The Null_Keys value should be zero.
If a duplicate value was found, add an additional custom Dup_List table with the following SQL code:
SELECT 'Dim_Countries' AS Table_Name, c.[CountryID] AS KeyName, COUNT(c.[CountryID]) AS KeyCount FROM [dim_Countries] c GROUP BY c.[CountryID] HAVING COUNT(c.[CountryID]) > 1
The resulting list will contain the duplicate keys and the number of times they appear in the dimension table.
Avoid “SELECT *”
BI best practices recommend avoiding SELECT * statements when importing a table into Sisense.
Using the SELECT * statement is easy and straightforward. However, it has the following disadvantages:
- If a person adds a column to the source table, Sisense will not be aware of the change and will not import it. A manual Schema Refresh is required.
- If a person removes a column from the source table, Sisense will not be aware of the change and will still expect it during the build process. The build operation will fail and a manual Schema Refresh will be required.
To change the SQL query used to extract data, see Changing Connectivity Settings for Data Sources.
Keep Data Extraction Costs in Mind
BI best practices recommend avoiding data that you do not require from your databases. Three main reasons to only pull the data you need into your ElastiCube are:
- Cloud storage vendors' charging models may rely on either the amount of data queried and/or the computation power required to generate the data.
- Importing irrelevant data increases the overall size of the ElastiCube.
- Importing irrelevant data increases the build time.
To change the SQL query used to extract data, see Changing Connectivity Settings for Data Sources.

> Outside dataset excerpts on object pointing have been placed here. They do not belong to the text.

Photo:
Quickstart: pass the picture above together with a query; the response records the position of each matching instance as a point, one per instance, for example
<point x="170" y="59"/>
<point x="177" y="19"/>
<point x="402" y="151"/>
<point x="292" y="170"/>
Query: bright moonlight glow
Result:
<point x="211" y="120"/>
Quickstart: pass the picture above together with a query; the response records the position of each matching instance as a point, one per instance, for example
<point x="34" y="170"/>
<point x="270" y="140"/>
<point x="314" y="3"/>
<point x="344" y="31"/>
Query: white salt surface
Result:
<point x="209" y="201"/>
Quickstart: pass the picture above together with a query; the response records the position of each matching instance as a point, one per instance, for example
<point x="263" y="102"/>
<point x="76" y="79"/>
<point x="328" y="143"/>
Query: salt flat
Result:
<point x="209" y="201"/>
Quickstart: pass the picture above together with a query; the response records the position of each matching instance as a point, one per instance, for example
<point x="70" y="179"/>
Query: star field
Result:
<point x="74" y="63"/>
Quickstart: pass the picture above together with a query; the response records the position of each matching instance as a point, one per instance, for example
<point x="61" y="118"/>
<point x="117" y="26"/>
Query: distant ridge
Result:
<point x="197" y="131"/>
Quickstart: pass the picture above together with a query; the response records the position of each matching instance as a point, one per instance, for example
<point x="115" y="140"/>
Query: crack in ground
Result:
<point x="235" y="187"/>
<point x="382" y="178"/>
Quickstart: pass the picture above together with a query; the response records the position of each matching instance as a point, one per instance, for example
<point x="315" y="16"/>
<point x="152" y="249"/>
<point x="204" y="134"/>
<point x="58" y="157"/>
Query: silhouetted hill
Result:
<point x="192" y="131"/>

No More Than Five Lookup Columns per Table
BI best practices recommend enriching table data by using custom columns. If the data that must be enriched exists in other tables in the data model, it is recommended to use LOOKUP functions. When using multiple LOOKUP functions, consider generating a new custom table if more than five LOOKUP functions are needed.
LOOKUP functions are much more efficient at performing table scans than an SQL query. However, as custom columns are generated after the tables are created, having multiple LOOKUP functions may lead to an long build time. In this case, it might be more efficient to create a custom table with the right query rather than performing multiple scans. See Adding Custom Tables.